The technology, oils, and filtration of the 1960's allowed us to get ten to fifteen thousand component hours on 8h's and 9G's on the toughest application crawler tractors have ever been put into . . . that is to say, continuous WOT, second gear operation with high shock loads, often in heavy dust requiring two air elements per day.

In addition fuel was drum stock often prepositioned in the paddock out in the weather . . . no additional filtration other than that on the machines.

This is all part of my contention that machine simplicity and lifetime reliability has been compromised for inconsequential "improvements" in performance.

There is no doubt todays engines burn less fuel but less fuel and emissions have come at a hell of a cost.

By "kick-arse management" I mean get back to the basics.

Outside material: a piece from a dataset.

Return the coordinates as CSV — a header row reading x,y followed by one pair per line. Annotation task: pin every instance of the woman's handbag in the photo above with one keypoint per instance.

In the last few years I have seen scrapers loading north and hauling south for no reason other than the "boys started that way this morning".

All the time I see trucks banking up on excavators that take eight or ten passes to load a tandem dump . . . haven't these site managers heard of bulking out with dozer and getting a decent loader in to stack the trucks?

And get a section cut to grade and finished instead of going back three or four times . . . . graaaghh.

I could go on but that's enough of a rant. (he grins)

Cheers.


I am not in construction. However in my world, I remember doing inframes on Cummins 855's every 300,000-400,000 miles. Warranties were 12 months or 100,000 miles. 3 MPG. My brand new personal cars were one year warranties. Chanaging points and condensors every year.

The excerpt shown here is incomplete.